For the reasons stated above, the Ethics Commission finds that you may not use the campaign trust account of your 2000 campaign committee to your 2002 campaign committee.

I hope this information is responsive to your inquiry. Please do not hesitate to contact me if you have additional questions.

Sincerely,

Ginny Vida

Executive Director

By: Mabel Ng

Deputy Executive Director

S:\ADVICE\cfro\01.1114 Dudum\Dudum.doc

1 The "FPPC identification number" refers to the identification number issued to your committee by the California Secretary of State when your committee filed its Statement of Organization (Form 410) under California Government Code section 84101. The issuance of FPPC identification numbers is governed by state law. Because the Ethics Commission cannot provide advice regarding state law, you may wish to contact the Fair Political Practices Commission for advice on whether you may use the same FPPC number you used for your 2000 campaign for your 2002 campaign.

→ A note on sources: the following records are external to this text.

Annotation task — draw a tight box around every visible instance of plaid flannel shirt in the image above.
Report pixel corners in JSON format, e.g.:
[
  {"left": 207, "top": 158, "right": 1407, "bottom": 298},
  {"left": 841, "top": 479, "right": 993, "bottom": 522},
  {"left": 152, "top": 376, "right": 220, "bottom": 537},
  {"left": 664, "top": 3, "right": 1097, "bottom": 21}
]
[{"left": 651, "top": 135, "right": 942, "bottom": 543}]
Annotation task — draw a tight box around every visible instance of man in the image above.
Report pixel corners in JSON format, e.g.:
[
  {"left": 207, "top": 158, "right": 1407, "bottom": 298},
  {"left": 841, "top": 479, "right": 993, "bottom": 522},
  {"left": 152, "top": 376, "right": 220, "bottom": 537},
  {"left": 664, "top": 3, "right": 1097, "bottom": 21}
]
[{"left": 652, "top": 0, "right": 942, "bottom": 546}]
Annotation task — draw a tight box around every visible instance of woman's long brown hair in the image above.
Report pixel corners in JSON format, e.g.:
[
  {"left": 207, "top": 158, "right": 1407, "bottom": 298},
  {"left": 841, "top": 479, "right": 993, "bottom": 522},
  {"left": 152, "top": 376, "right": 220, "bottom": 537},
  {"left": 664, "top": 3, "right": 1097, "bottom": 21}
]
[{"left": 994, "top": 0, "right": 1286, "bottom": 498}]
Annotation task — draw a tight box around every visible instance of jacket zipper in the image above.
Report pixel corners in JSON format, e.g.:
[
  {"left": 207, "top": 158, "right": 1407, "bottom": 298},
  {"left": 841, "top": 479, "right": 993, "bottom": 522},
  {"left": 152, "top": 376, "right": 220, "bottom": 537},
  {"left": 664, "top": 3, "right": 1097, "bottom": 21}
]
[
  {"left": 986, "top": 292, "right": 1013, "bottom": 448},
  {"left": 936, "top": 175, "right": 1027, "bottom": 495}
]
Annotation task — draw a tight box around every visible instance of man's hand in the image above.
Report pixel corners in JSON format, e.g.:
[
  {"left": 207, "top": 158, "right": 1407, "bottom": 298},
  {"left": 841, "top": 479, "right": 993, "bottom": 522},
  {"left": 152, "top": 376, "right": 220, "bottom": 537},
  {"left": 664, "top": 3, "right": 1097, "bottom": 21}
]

2 Subsequent to receipt of your letter, the FPPC has adopted and will notice regulations to disallow "re-designation," whereby a candidate seeking re-election to the same office at a future date may use his or her existing campaign committee for that future election by simply amending the committee's statement of organization and the campaign bank account statement to apply to the new election. The proposals will require candidates to file a new statement of organization and to set up a new campaign bank account and new campaign committee for re-election to the same office; these regulations will apply to candidates for state office.

3 "City elective office" means the offices of Mayor, Member of the Board of Supervisors, City Attorney, District Attorney, Treasurer, Sheriff, Assessor, Public Defender, Member of the Board of Education of the San Francisco Unified School District and Member of the Governing Board of the San Francisco Community College District. SF C&GC Code § 1.104(c).

4 Unexpended contributions held by a candidate after the date of the election may be returned on a pro rata basis to those persons who made the contributions, donated to a charitable organization, donated to the General Fund of the City, or as contributions to a candidate or committee acting on behalf of a candidate, transferred to any legally constituted committee established by or on behalf of the candidate. SF C&GC Code § 1.122. These exceptions do not apply to the fact situation you raised.

5 All eleven seats of the Board of Supervisors were up for election in November 2000. Because this was the first election under district elections, the term of office was determined by lot when the new board took office. For even-numbered districts, the term of office is two years, with seats up for election in November 2002. For this one time, the "election cycle" for these offices runs from January 1, 2001 to December 31, 2002.